Yeah, I guessed it was a minefield. I don't really want strong pro/anti standpoints on the USSR*, and I don't want re-interpretations of the revolutions according to True Marxism or any bollocks like that. I'd also like it to go back at least to the beginning of the 'modern' period (flexibly interpreted) and possibly further. No Tories 

*I mean, I realise I can't get an objective take on it, but maybe a writer with enough restraint to bracket their own views a little while they discuss it.

Edit: on the issue of level, pretty introductory - I would expect any book covering hundreds of years to be fairly basic.


----------



## butchersapron (Apr 24, 2015)

I've got no idea what you want after that.


----------



## Brainaddict (Apr 24, 2015)

Not marxist interpretation, not Tory, not wanting to grind their axe too much over the USSR? Does that really leave so little?

I was thinking something like this (a Labour adviser, alas): http://www.amazon.co.uk/Russia-000-Year-Chronicle-Wild-East/dp/1849900736
But I thought there might be better offerings out there.


----------



## seventh bullet (Apr 25, 2015)

You could do better than that, then.  And it's going to be difficult re the revolution and USSR to get what you want (see, for example, Orlando Figes' 1000-page posh liberal whinge about civic-minded aristos and the Stolypin reforms being frustrated by an intransigent Tsarism, thus creating the conditions for a horrid revolution).

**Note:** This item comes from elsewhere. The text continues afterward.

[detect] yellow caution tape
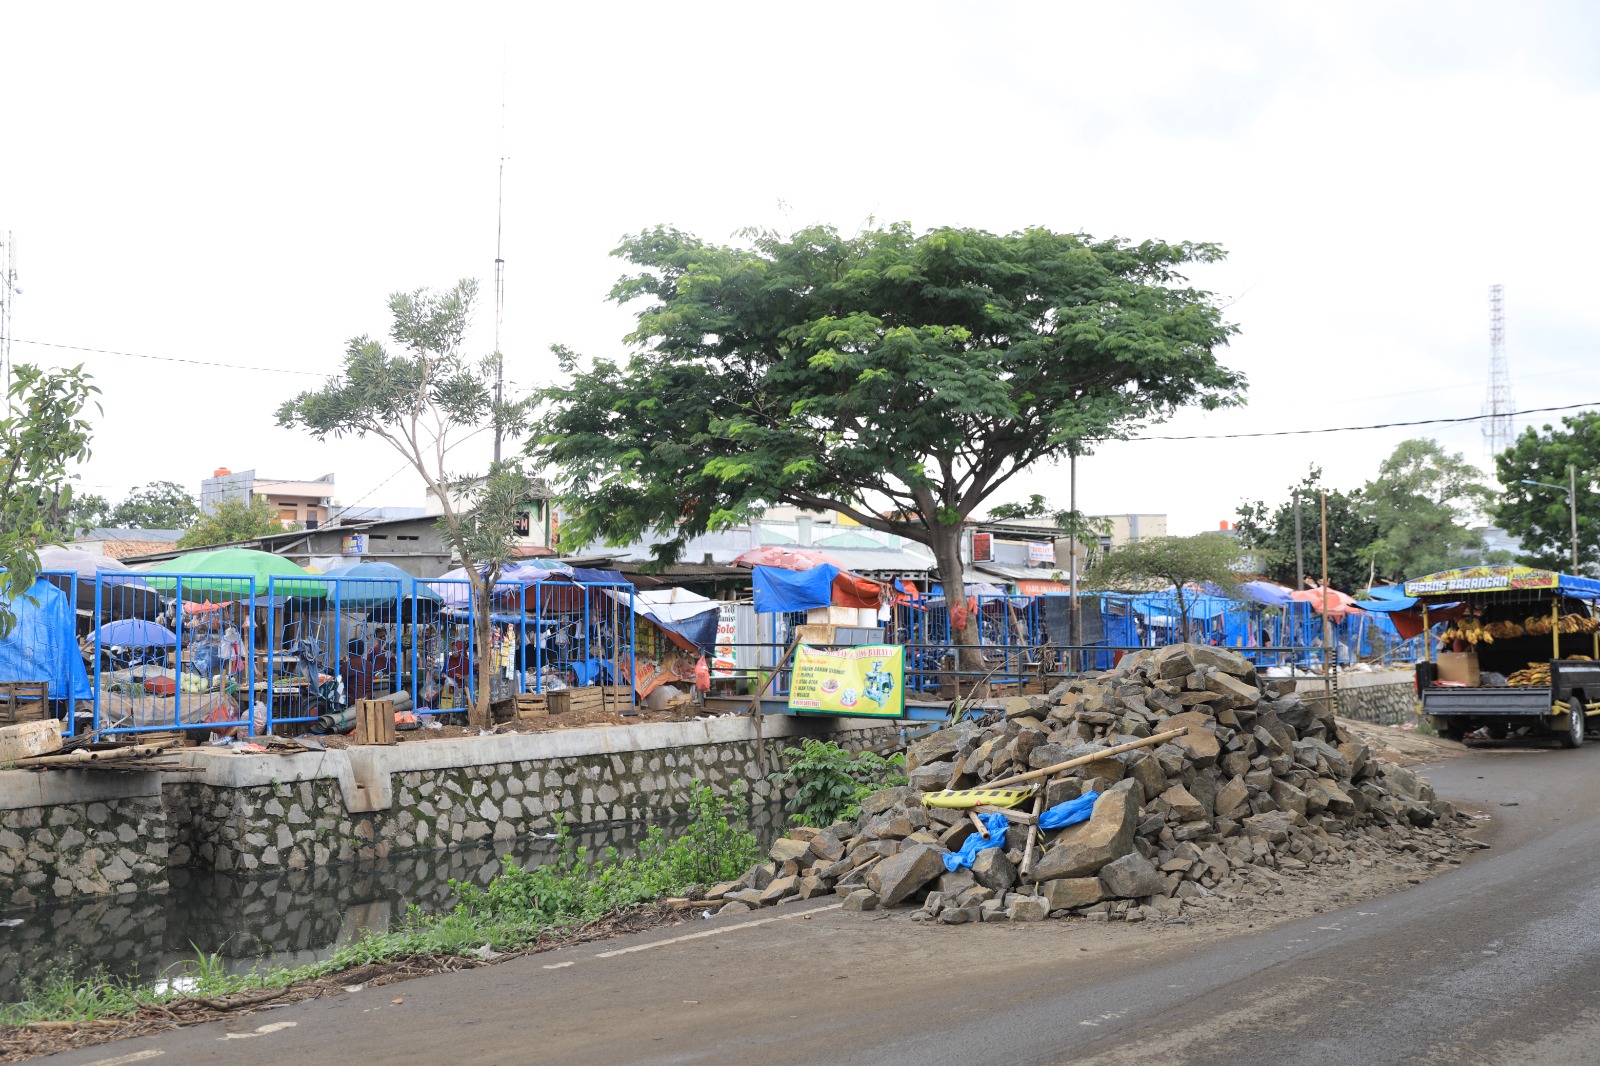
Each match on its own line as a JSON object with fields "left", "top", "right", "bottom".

You could try A History of Russia: Medieval, Modern, Contemporary, C. 882-1996 by Paul Dukes, and Russia: A History, edited by George L. Freeze.  It's a different country but with an important shared past so you could also get Orest Subetlny's Ukraine: A History.

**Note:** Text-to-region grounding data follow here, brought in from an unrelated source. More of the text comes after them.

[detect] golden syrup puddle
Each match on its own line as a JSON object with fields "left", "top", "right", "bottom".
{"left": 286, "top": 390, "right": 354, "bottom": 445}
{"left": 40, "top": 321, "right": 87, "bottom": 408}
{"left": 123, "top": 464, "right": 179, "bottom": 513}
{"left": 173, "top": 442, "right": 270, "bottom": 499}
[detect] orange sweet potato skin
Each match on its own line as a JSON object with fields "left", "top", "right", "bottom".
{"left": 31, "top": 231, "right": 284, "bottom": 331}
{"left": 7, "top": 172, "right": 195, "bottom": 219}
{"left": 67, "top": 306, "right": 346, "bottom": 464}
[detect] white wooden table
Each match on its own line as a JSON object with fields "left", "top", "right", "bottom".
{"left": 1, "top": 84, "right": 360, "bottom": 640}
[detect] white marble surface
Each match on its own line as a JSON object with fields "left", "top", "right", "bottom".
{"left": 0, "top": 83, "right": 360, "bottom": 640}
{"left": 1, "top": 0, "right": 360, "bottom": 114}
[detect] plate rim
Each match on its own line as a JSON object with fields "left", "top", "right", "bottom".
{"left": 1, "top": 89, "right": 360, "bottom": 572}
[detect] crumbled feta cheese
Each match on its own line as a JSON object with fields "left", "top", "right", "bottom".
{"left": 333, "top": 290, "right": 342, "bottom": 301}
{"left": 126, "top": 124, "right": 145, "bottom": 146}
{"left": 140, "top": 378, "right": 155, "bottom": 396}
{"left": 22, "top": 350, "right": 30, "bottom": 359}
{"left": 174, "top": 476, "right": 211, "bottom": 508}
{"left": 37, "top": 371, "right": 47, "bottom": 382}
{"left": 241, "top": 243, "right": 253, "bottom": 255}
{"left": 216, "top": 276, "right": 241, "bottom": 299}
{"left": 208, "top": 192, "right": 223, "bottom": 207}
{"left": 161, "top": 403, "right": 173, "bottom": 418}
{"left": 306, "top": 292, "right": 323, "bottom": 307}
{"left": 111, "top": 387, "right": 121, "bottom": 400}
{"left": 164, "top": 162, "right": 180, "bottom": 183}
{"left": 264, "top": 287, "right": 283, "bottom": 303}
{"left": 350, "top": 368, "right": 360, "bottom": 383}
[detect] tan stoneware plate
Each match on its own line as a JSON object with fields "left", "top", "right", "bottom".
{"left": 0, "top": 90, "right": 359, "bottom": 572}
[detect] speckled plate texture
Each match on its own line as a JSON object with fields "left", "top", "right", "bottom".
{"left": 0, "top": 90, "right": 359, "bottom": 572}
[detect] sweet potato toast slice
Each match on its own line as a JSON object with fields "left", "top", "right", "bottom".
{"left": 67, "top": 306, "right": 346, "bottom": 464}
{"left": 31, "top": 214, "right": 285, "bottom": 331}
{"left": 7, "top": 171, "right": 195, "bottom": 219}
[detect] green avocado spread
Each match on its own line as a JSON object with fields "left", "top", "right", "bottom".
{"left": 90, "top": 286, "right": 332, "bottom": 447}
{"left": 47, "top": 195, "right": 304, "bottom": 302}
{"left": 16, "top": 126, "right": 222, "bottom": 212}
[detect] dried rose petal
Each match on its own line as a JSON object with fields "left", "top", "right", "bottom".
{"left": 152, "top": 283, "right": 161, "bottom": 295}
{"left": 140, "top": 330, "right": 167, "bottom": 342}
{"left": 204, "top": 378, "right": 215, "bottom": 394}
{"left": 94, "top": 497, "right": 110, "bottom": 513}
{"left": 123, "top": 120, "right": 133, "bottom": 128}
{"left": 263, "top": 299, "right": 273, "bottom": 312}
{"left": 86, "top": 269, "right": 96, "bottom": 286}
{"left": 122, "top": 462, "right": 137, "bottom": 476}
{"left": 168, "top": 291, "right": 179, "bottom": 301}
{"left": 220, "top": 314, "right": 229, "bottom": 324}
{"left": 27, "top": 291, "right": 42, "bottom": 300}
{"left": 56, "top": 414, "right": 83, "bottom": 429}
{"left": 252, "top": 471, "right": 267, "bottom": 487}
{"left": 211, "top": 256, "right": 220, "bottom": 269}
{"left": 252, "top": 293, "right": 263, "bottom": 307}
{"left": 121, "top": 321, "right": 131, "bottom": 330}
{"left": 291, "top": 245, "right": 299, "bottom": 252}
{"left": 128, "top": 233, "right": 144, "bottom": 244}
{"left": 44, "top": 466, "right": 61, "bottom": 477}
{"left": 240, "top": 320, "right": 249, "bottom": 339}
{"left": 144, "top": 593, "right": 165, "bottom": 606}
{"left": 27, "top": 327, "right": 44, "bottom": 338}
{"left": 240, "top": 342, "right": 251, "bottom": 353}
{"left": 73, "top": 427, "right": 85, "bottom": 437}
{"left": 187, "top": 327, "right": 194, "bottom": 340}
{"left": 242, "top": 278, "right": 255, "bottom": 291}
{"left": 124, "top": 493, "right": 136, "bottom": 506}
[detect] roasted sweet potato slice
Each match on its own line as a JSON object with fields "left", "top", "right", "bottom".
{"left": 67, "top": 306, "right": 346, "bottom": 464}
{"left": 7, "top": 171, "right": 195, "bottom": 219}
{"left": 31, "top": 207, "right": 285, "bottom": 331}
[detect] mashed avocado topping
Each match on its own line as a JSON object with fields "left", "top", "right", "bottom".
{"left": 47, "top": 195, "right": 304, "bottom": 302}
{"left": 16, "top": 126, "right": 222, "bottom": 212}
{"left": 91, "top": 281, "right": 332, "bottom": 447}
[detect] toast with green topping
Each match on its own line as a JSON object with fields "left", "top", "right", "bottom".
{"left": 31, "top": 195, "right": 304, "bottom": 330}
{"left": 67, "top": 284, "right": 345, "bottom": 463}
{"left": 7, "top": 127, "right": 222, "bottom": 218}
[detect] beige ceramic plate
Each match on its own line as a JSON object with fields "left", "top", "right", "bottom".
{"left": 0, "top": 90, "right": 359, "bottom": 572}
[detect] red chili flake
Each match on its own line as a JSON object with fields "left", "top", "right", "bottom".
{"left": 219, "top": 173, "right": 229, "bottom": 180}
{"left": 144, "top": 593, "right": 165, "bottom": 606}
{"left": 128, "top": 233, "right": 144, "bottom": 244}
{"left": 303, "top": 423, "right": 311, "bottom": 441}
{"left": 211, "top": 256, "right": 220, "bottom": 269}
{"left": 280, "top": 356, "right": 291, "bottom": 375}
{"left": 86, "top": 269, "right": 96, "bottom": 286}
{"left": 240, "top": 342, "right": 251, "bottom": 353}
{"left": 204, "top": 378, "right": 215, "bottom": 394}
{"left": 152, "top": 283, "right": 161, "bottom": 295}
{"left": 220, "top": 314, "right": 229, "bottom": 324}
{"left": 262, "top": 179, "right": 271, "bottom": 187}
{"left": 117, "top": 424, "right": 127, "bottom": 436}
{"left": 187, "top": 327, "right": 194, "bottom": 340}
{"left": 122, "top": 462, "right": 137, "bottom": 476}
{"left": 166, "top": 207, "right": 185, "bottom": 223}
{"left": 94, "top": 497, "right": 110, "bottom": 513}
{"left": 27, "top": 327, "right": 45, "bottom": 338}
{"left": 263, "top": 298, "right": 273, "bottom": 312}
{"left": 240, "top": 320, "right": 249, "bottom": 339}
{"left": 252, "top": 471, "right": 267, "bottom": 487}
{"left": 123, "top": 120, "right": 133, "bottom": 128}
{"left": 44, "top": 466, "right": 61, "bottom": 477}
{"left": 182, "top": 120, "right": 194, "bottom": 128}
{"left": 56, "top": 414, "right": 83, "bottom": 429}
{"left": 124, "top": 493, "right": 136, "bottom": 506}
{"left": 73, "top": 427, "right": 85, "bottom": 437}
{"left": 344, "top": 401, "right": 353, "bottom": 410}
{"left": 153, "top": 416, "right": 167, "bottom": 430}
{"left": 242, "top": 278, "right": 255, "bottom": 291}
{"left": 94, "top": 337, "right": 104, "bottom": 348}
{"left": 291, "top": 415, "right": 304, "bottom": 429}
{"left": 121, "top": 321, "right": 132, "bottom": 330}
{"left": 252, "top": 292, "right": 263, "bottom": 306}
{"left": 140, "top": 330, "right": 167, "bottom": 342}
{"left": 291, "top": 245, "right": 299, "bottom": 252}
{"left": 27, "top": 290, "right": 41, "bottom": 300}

With keeping in mind my previous post, then for a taste of how Russian development is seen from a certain western viewpoint, Richard Pipes' Russia under the Old Regime is a primer from the perspective of the authoritarian or 'statist' school.  Similarly, Tibor Szamuely's The Russian Tradition.

Here's the US historian book I mentioned earlier.


----------



## hot air baboon (Aug 6, 2015)

......this looks interesting....esp. as Nick Toczek's promised full scale follow-up to The Bigger Tory Vote is apparenrtly never going to see the light....


----------



## Geoffrey Kerr (Sep 24, 2015)

A Peoples History Of The USA by Howard Zinn
War And An Irish Town Eammon McCann


----------



## Pickman's model (Dec 10, 2015)

strategies of the muslim brotherhood 1928-2007

butchersapron frogwoman


----------



## hot air baboon (Dec 13, 2015)

hot air baboon said:


> .....as Nick Toczek's promised full scale follow-up to The Bigger Tory Vote is apparenrtly never going to see the light.



...this just published...wish he'd stuck with the previous work though...


..



_For fifty-five years, from 1919 until 1975, The Britons published Jew-hating literature. For the forty years until his death in 1948, the founder and president of The Britons, Henry Hamilton Beamish, devoted his life to touring the world as an obsessive preacher of this hatred. Using material he has collected over the past thirty years, Nick Toczek tells their story. This is the first complete history of The Britons, which was the most prolific and influential advocate of extreme prejudice against all things Jewish – not least as the publishers of that notorious forgery, The Protocols of the Elders of Zion. Likewise, his is the first biography of Beamish.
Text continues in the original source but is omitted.